INTERESTING CASE ON LOSS OF CONSORTIUM OF CHILD – STATUTE OF LIMITATIONS – Excellent Dissent by Court of Appeals Judge Sara Combs

From LawReader annotations:

Potter v. Boland (Ky. App., 2012) 2011-CA-001336-MR
December 7, 2012

We begin with our standard of review. The standard of review on appeal of a summary judgment is “whether the trial court correctly found that there were no genuine issues as to any material fact and that the moving party was entitled to judgment as a matter of law.” Scifres v. Kraft, 916 S.W.2d 779, 781 (Ky.App. 1996); CR 56.03. “The record must be viewed in a light most favorable to the party opposing the motion for summary judgment and all doubts are to be resolved in his favor.” Steelvest, Inc. v. Scansteel Service Center, Inc., 807 S.W.2d 476, 480 (Ky. 1991).

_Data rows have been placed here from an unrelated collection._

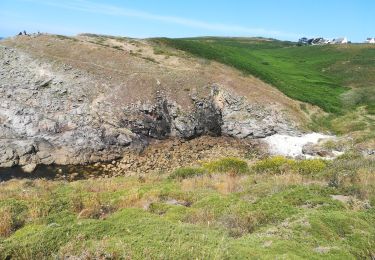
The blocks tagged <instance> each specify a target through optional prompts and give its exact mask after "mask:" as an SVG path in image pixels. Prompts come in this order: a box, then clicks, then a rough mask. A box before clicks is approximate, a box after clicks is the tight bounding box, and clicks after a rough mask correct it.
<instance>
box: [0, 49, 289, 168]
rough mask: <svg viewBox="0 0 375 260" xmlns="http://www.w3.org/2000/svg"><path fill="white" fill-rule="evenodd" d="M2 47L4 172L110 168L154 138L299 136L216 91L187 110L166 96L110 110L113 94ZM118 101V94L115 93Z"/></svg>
mask: <svg viewBox="0 0 375 260" xmlns="http://www.w3.org/2000/svg"><path fill="white" fill-rule="evenodd" d="M98 84H101V83H98V82H97V81H95V79H94V78H93V77H91V75H90V74H88V73H86V72H82V71H80V70H78V69H73V68H71V67H69V66H62V67H61V66H60V67H58V66H54V63H53V62H46V61H39V60H35V59H33V58H32V57H30V56H28V55H26V54H25V53H22V52H20V51H18V50H15V49H11V48H7V47H1V46H0V167H11V166H15V165H30V167H27V169H31V168H32V167H31V166H34V165H35V164H52V163H56V164H78V163H88V162H96V161H109V160H113V159H116V158H119V157H121V156H122V154H123V152H124V151H125V150H128V149H136V148H142V147H144V146H145V145H146V144H147V142H148V140H149V139H150V138H156V139H165V138H168V137H170V136H176V137H181V138H185V139H191V138H195V137H198V136H201V135H214V136H219V135H226V136H233V137H238V138H257V137H264V136H268V135H270V134H273V133H276V132H285V131H290V130H291V129H292V128H291V126H290V124H289V123H287V122H286V121H285V120H284V119H283V118H282V116H281V115H280V114H279V113H276V112H275V111H272V110H269V109H266V108H264V107H262V106H259V105H252V104H249V103H248V102H247V101H246V99H245V98H242V97H239V96H237V95H236V94H235V93H230V92H229V91H227V90H226V89H225V88H224V87H222V86H216V85H215V84H212V86H209V87H210V88H211V94H210V95H209V96H207V97H206V98H198V97H194V96H191V97H190V98H191V102H192V104H193V106H192V108H185V107H182V106H181V105H179V104H177V103H176V102H175V101H174V100H171V99H170V98H169V97H168V94H165V93H163V91H162V90H160V91H158V92H157V93H155V95H154V96H155V98H154V99H153V100H149V101H147V102H144V101H143V102H141V101H139V102H136V103H131V104H129V103H125V104H123V103H121V102H120V103H109V102H108V100H107V99H106V95H107V93H110V86H107V85H98ZM112 94H113V93H112Z"/></svg>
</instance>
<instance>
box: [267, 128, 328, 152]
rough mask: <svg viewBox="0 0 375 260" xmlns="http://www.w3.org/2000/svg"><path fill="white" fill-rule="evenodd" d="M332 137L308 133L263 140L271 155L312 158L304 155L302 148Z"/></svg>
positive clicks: (283, 136) (277, 137)
mask: <svg viewBox="0 0 375 260" xmlns="http://www.w3.org/2000/svg"><path fill="white" fill-rule="evenodd" d="M331 138H333V136H329V135H323V134H320V133H310V134H305V135H301V136H290V135H283V134H275V135H271V136H268V137H266V138H264V139H263V140H264V141H265V142H266V143H267V144H268V146H269V151H270V153H271V154H273V155H283V156H290V157H298V156H303V157H305V158H311V157H312V156H309V155H304V154H303V153H302V148H303V146H304V145H306V144H307V143H313V144H316V143H318V142H319V140H322V139H331Z"/></svg>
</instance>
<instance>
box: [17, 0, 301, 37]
mask: <svg viewBox="0 0 375 260" xmlns="http://www.w3.org/2000/svg"><path fill="white" fill-rule="evenodd" d="M23 1H27V2H33V3H37V4H43V5H49V6H54V7H58V8H64V9H70V10H76V11H82V12H89V13H96V14H103V15H110V16H119V17H134V18H139V19H144V20H152V21H161V22H166V23H173V24H178V25H183V26H186V27H193V28H199V29H204V30H208V31H210V32H211V31H212V32H214V31H216V32H222V33H228V34H246V35H256V36H269V37H283V38H296V37H298V35H297V34H295V33H288V32H282V31H275V30H267V29H263V28H251V27H245V26H237V25H227V24H220V23H209V22H204V21H199V20H194V19H187V18H183V17H177V16H168V15H157V14H152V13H148V12H144V11H139V10H134V9H128V8H123V7H118V6H115V5H110V4H99V3H94V2H90V1H87V0H71V1H64V2H62V1H46V0H23Z"/></svg>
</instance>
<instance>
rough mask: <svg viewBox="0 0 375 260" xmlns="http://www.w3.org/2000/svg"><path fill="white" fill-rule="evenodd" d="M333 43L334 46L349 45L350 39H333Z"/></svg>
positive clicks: (346, 38) (344, 37)
mask: <svg viewBox="0 0 375 260" xmlns="http://www.w3.org/2000/svg"><path fill="white" fill-rule="evenodd" d="M331 43H333V44H347V43H348V39H347V38H346V37H343V38H337V39H333V40H332V42H331Z"/></svg>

KRS 411.135 provides for a parent’s loss of consortium for the death of a minor child. It states:
In a wrongful death action in which the decedent was a minor child, the surviving parent, or parents, may recover for loss of affection and companionship that would have been derived from such child during its minority, in addition to all other elements of the damage usually recoverable in a wrongful death action.

We agree with the Potters’ observation that a loss of consortium claim is often discovered simultaneously with the wrongful death claim and not until after the child’s personal representative is appointed and pertinent records obtained. If more than one year has elapsed, but less than two years from the personal representative’s appointment, the loss of consortium claim is barred.

Thus, an attorney for the parents is in the unenviable position of filing a loss of consortium claim without knowledge of the legitimacy of the underlying wrongful death claim. Moreover, it is questionable whether the loss of consortium action could survive a motion to dismiss for failure to state a cause of action when a wrongful death action has not been filed.

Logic and clarity should not be strangers to the law. However, we have no authority to deviate from the established law. The only limitation period set forth by the General Assembly for loss of consortium is contained in KRS 413.140. KRS 413.180 cannot be extended by judicial fiat. Because this issue was definitively resolved by the Kentucky Supreme Court in Gaylor, we are bound by its holding and the current statutory law.

COMBS, JUDGE, DISSENTING: Respectfully, I dissent. While I wholly concur that this Court must refrain from extending a limitations period “by judicial fiat,” I believe that the language and reasoning of Conner, supra, are broad enough to encompass this particular claim for loss of consortium.
KRS 411.135 explicitly combines a loss of consortium claim with a wrongful death action. In overruling cases to the contrary, Conner construed KRS 413.180 to allow one year for appointment of a personal representative and then essentially allowed him the statutory one-year limitation period to evaluate, to assess, and to decide whether to pursue a lawsuit for wrongful death. Conner provided as follows:
It is reasonable to conclude the General Assembly intended for the personal representative to have the same amount of time to prosecute all claims resulting from injury to the decedent including injuries resulting in death. Id. at 654.
In this case, the loss of consortium claim indisputably arose from the death of the child. Therefore, Conner permits the personal representative to pursue this claim as part and parcel of the claim for wrongful death. Conner’s holding is clearly expansive rather than restrictive and serves the “logic and clarity” that the majority opinion fears are estranged from the law. In fact, a reasonable and literal application of Conner should save this claim for loss of consortium and would avoid the “confusion over varying time limitations” which Conner specifically sought to eliminate.
Therefore, I would vacate and remand on this one issue and permit this claim to be litigated.